Meaningful, but not devastating.” That’s the opinion of Ed Rubenstein, CEO of ArenaNetwork, on the impact of the Affordable Care Act –better-known as Obamacare — on the arena business. Many provisions kick in Jan. 1, including the individual insurance mandate, the creation of health insurance exchanges and the so-called employer “play or pay” penalties. At this point, there are many opinions but not a lot of hard, cold facts as to the impact of ACA on the live biz. Billboard estimates up to 1 million part-time workers annually come into play for tours, whether it’s the concessions workers, ushers, parking attendants, custodial staff, security or ticket takers on-site, or the crew that moves the music down the road.
The vast majority of employees on tour aren’t the responsibility of the artist or the promoter/producer, but rather the vendors contracted to provide sound, lights, staging and other services. Veteran music business accountant Bill Zysblat, who has run the books on some of the biggest tours of all time, says, “Very often the touring company will not have enough employees to comply.”
Still, Zysblat doesn’t see a huge impact or expense. “I don’t think the health-care cost increases under Obamacare will affect touring costs as much as even the changes in the price of fuel,” he says.
In that sense, for a mega tour, the ACA’s impact on tour budgets could be “pretty dramatic,” Zysblat says.
Rubenstein says he has been researching the ACA with employment consultants because the law is “somewhat vague” as it relates to part-timers, who work fewer than 30 hours per week. A key component is the “look-back period,” a review of hours that determines an employee’s average hours per week and whether he or she should be considered full or part time.
Most arenas are less busy in summer, when professional sports teams are inactive and more tours are outdoors — logically, fewer employees would qualify for health-care benefits from employers. The employer is allowed to choose a look-back period ranging from three to 12 consecutive calendar months to determine each employee’s average weekly hours. So it would behoove an arena to select summer for its look-back period, whether the employer is the building or a contractor hired to provide and schedule labor for events.
The latter option is one that many venues will surely take, if they don’t subcontract staffing already. The contractor can then assume the cost and administration of health care when necessary, but those services aren’t cheap, so indirectly the venue will have to pass along the cost of health care anyway. So maybe the $9 beer becomes $10.
The intention of Obamacare isn’t employees working fewer hours, but that will inevitably be the result in some cases. “We have part-time employees that are now going to be eligible for health care if they work over [an hourly] baseline,” says Allen Johnson, director of facilities for the City of Orlando, Fla. He sees two ways to deal with the ACA: “You can hire more employees [to] spread the time out [across multiple staff], which kind of defeats the purpose of what [the new law is] trying to do,” he says. “Or you can subcontract those areas out to another company and let them worry about it.”
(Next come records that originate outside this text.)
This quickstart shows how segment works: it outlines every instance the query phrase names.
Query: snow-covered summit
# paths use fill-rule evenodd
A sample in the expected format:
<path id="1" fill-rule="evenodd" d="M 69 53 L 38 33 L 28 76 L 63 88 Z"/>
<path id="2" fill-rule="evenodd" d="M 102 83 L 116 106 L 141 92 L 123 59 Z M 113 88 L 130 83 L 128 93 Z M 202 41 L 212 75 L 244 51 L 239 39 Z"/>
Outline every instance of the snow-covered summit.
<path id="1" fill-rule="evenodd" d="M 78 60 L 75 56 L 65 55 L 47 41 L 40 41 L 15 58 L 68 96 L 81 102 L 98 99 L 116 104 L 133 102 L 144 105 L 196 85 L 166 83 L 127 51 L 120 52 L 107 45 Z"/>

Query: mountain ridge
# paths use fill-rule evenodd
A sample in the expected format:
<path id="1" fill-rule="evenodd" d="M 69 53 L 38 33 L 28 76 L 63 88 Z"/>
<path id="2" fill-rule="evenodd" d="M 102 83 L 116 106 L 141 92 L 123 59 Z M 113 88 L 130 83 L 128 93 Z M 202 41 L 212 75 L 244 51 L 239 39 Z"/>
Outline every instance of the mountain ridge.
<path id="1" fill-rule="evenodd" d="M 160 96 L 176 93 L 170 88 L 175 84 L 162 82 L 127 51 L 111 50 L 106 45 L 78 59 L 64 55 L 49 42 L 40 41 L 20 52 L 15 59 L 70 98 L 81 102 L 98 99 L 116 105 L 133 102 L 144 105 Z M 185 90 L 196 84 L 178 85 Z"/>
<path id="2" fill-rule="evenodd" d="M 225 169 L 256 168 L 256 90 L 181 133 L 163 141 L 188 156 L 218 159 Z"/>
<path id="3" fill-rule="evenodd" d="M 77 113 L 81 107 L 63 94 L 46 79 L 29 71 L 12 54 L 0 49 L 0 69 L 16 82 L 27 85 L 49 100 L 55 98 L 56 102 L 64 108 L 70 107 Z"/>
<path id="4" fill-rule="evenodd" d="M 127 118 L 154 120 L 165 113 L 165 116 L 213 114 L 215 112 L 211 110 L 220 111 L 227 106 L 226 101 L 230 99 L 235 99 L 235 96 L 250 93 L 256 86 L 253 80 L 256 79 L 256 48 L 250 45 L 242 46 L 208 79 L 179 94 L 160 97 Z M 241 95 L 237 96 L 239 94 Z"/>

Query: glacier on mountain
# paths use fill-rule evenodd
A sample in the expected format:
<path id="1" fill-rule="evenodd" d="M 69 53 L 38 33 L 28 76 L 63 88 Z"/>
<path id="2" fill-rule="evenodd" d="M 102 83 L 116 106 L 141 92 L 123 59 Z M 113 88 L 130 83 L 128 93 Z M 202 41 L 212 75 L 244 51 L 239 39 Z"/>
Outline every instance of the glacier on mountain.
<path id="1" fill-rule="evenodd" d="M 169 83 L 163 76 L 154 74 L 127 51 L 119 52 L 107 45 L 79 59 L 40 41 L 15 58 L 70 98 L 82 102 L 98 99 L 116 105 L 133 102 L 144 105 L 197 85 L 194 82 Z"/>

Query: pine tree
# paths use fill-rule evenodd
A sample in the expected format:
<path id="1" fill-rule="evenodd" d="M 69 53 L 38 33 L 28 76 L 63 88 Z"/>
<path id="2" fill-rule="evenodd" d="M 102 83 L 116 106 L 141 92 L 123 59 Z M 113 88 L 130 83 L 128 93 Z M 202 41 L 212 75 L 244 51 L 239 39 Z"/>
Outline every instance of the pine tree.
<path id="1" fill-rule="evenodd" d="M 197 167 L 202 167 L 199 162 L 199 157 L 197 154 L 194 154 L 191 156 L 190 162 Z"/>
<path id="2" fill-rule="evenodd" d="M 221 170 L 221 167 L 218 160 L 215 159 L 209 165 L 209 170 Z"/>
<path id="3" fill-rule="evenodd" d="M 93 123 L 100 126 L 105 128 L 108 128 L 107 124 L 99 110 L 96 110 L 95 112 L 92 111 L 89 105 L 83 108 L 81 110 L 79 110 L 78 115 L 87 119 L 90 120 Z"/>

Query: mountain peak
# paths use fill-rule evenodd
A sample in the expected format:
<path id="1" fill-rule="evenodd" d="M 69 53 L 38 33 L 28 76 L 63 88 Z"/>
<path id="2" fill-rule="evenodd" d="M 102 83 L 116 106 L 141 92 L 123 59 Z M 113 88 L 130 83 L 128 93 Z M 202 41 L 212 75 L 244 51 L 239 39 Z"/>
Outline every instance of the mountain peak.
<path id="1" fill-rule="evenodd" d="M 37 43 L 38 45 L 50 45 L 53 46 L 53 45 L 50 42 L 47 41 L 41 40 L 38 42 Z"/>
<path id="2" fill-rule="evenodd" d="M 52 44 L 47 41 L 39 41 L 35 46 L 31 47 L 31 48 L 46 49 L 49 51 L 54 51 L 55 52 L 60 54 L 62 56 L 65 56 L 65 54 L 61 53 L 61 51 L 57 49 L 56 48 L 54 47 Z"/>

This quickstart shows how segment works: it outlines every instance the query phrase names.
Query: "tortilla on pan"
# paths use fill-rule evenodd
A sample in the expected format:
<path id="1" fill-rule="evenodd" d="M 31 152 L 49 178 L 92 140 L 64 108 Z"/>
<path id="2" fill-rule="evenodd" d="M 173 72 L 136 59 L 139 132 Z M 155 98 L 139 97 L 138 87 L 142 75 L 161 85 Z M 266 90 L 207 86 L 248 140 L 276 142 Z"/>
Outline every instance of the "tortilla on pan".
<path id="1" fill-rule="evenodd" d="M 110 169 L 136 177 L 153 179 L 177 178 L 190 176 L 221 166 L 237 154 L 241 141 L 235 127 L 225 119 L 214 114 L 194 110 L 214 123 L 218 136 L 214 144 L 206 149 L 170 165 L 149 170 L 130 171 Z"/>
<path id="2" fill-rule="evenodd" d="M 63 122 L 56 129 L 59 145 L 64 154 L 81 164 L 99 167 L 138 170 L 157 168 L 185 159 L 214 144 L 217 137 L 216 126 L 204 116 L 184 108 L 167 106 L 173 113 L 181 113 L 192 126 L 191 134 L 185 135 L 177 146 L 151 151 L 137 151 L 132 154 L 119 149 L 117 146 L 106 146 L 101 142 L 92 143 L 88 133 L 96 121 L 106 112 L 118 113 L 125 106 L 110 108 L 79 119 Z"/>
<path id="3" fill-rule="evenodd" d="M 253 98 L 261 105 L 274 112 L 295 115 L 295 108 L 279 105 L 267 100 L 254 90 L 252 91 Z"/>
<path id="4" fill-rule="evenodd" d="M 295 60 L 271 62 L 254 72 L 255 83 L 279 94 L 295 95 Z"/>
Whatever the course of action, employees must be kept informed. Employers must provide a written notice to all employees, both full and part time, regarding the coverage options available to them through the “exchange marketplace,” and because open enrollment for health insurance through the marketplace begins in October for coverage to start Jan. 1, the notice must be provided to employees on or before Oct. 1, and for each new employee at hiring.
Employers can view two model notices prepared by the Department of Labor at dol.gov/ebsa-one for employers that don’t offer a health plan and one for those who do.